Unlock the Editor’s Digest for free

The writer is pro-vice-chancellor for innovation at the University of Cambridge

The Oxford-Cambridge Arc growth corridor, which will unlock over £78bn for the UK economy by 2035, is becoming something of an anchor project for this growth-focused government. While the ambitions are very encouraging, the real challenge lies in translating fine words into delivery.

Chancellor Rachel Reeves is right to highlight Cambridge as the science superpower of Europe and to single out how it has the potential to lead the growth charge. However, the government needs to do more if this advantage is to be turned into tangible results.

The truth is that while the opportunity is vast, so too is the global competition. A recent trip to the campuses of Harvard, MIT and the innovation district of Kendall Square in the other Cambridge — in Massachusetts — underlined for me what Britain needs to do if it is not to be left behind in the international innovation race.

Over the past decade, Cambridge MA has put in place innovation hubs which have transformed the city’s capability to start and grow new businesses. This didn’t happen by accident. Strategic investments in infrastructure have created an ecosystem where academia translates rapidly into high-growth start-ups. The hubs then help find space to scale up from sites all over the country and have benefits beyond their immediate region.

The Engine at MIT, for example, offers 200,000 square feet of lab space, almost $1bn of investment capital, and targeted support to help “tough technology” start-ups scale. Greentown Labs and LabCentral are similar hubs, bringing together start-ups, investors, corporate partners, and talent in one high-density space.

LabCentral alone secured a remarkable 21 per cent of the total Series A funding in US biopharma last year. No UK university or accelerator currently offers this level of integration or scale.

Competition is global. The US, with its aggressive funding and risk-tolerant venture investors, has set the standard but others are following suit. France’s Station F, attracting $1bn in VC investment annually, shows the model can work in Europe too.

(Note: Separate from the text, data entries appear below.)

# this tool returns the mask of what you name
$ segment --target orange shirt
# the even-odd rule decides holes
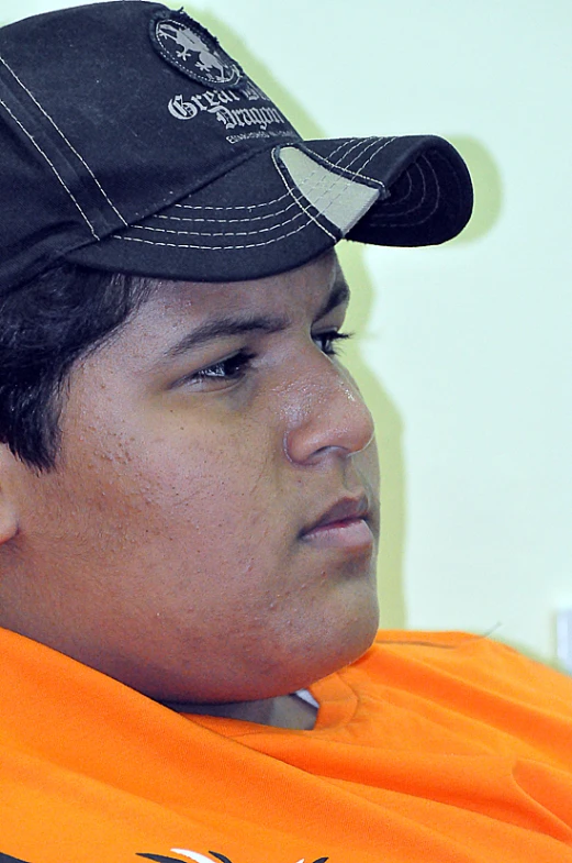
[[[572,861],[572,681],[494,641],[380,633],[312,731],[0,656],[0,863]]]

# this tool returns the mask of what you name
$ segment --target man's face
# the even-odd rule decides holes
[[[329,355],[346,305],[334,255],[159,285],[75,367],[58,469],[12,464],[0,623],[171,701],[287,694],[359,656],[378,467]]]

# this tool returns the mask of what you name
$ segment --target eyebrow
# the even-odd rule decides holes
[[[318,309],[315,320],[318,321],[321,318],[325,318],[333,309],[348,302],[348,300],[349,288],[346,281],[336,281],[323,306]],[[232,335],[242,335],[253,332],[278,333],[285,330],[288,324],[288,318],[281,316],[225,314],[215,318],[214,320],[206,321],[192,330],[192,332],[186,333],[182,339],[165,352],[162,358],[175,359],[178,356],[181,356],[181,354],[192,351],[194,347],[198,347],[205,342],[210,342],[213,339],[224,339]]]

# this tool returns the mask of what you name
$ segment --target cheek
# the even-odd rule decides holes
[[[205,567],[234,558],[242,569],[253,566],[255,550],[272,551],[281,471],[260,427],[233,433],[164,422],[160,433],[144,438],[126,429],[93,441],[90,457],[80,461],[86,528],[91,521],[101,535],[105,527],[115,547],[137,554],[143,541],[147,558],[192,554]]]

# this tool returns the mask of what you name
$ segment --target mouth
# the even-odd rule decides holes
[[[345,497],[300,532],[302,542],[315,549],[363,552],[374,538],[370,527],[370,506],[366,495]]]

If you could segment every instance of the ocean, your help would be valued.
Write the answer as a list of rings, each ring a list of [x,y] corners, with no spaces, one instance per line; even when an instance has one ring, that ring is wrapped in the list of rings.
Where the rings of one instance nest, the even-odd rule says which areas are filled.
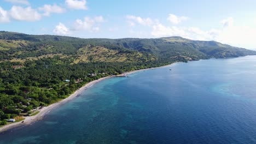
[[[170,70],[171,69],[171,70]],[[256,143],[256,56],[113,77],[0,143]]]

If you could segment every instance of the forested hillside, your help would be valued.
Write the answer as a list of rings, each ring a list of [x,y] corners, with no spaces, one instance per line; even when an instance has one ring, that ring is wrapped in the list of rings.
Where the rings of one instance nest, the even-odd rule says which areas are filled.
[[[0,32],[0,124],[108,75],[175,62],[251,55],[256,52],[177,37],[81,39]]]

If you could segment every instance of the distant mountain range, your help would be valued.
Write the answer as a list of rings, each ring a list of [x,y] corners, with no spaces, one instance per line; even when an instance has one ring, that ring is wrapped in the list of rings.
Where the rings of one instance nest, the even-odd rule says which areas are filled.
[[[0,32],[0,61],[24,62],[59,56],[74,63],[136,62],[159,59],[187,61],[256,55],[256,51],[214,41],[179,37],[156,39],[82,39],[49,35]]]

The lessons from other global cities are self-evident: deliberate action fuels success. Also self-evident is the role of world class universities. In Massachusetts, Harvard and MIT universities provide the talent, the research engine and the long-term mission of the district.

Frequent convening of entrepreneurs, accelerators and talent is also vital. So is physical co-location of research, capital and industry.

Boston’s transformation was made possible with more than $1.6bn in state government investment over 15 years with the goal to make it the number one life sciences ecosystem in the world. While we might not be able to match investment at that scale, the UK must make a clear, sustained commitment to innovation infrastructure to compete.

Cambridge has all the ingredients to lead: the world’s highest concentration of patents and academic entrepreneurs per capita, and an unparalleled record in converting innovation into economic growth. It is also organised and ready to move at pace. What’s missing is a central hub that will connect and scale our innovation ecosystem.

The recent announcement by Reeves backing the Oxford-Cambridge Arc corridor and an innovation hub in Cambridge could be a game-changer, if it is backed up with the type of funding and long-term alignment of government, industry and universities I saw in Boston. The UK’s public finances may be under pressure, but the returns on targeted investment in innovation far outweigh the costs.

This is not just about infrastructure, it’s about ensuring the UK remains a competitive force in the global economy. If we fail to act, we risk being left behind.